Client & Restaurateurs: Evgeny Chichvarkin and Tatiana Fokina
Interior designers: These White Walls
Architectural consultancy: Lusted Green
Staircase: Atmos Studio
Mesh product: Amron Rigid Woven Mesh M22-28 and I-188 in Antique Bronze
Alternating gauges of double-layered mesh are used as infill to the exterior layer of cladding of the lift shaft which comprises assorted sizes of square and rectangular frames. The mesh creates the outer skin to the distressed, blackened stainless steel interior cladding and elevator doors. The classic small-scale, neo-industrial rectilinear inter-crimping of M22-28 sits neatly behind that of l-188 creating a sense of depth and strength.
The antique bronze finishing creates an elevator redolent of steampunk design and contrasts with the organic, flowing stalk staircase to which it is adjacent.
Altogether the finishes and detailing create an atmosphere worthy of the Hall of the Mountain King.
Offices, Minerva House, 26 Hatton Garden, Holborn, London.
Upgrade of communal areas, stairs and lift.
Client: Great Portland Estates
Architect: Ben Adams Architects
Construction: GPF Lewis
Quantity Surveyor: Paragon
Mesh product: Amron Architectural mesh LPZ-71 in Antique Brass
Minerva House is a seven-storey period building which began extensive renovation in 2016.
The objective for the renovations was to bring the building’s standards up to modern-day requirements whilst preserving the integrity of the building and its atmosphere of sophisticated art deco elegance. The original palette of black, bronze and antique brass was continued and subtly conveys the art deco feel.
Materials selected had to be durable as well as possessing a pleasing aesthetic and architectural mesh was selected as a cladding for possessing both these properties. The small geometric design of this mesh was also redolent of textile designs of the era.

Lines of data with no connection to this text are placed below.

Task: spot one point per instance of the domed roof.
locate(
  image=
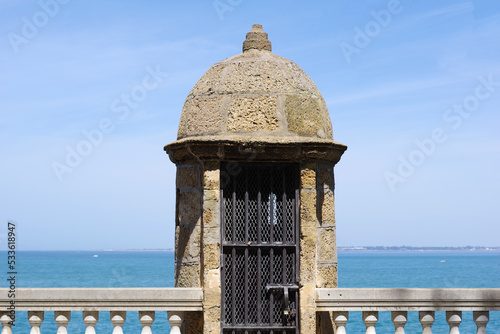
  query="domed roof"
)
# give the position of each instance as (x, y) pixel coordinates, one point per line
(255, 94)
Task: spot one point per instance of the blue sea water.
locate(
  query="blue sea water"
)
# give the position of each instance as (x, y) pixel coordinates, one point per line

The mesh was set into frames of vertical and horizontal bars with the horizontals being broader than the verticals, again paying tribute to art deco proportions.
Wood Lane Underground Station, Holborn, London.
Refurbishment and re-opening of Wood Lane station for London Underground.
Client: London Underground
Architect: Ian Ritchie Architects
Main contractor: Costain
Principal engineer: Waterman Civils
Architectural metalwork: John Desmond Ltd in partnership with Westfield Architectural metalworks
Mesh product: Amron Spiral mesh Alpine 12 in stainless steel
The new Wood Lane underground station was intended to be a key facility within the regeneration of the Shepherds Bush area of West London. The service was reprised from a nearby station of the same name that had been closed for 70 years.
Architectural mesh was selected as an all-weather, low maintenance full-height screening creating a safety barrier as well as allowing full visibility from, and into, the maintenance areas. The straightforward method of fabrication of this mesh means it is also a highly cost-effective choice.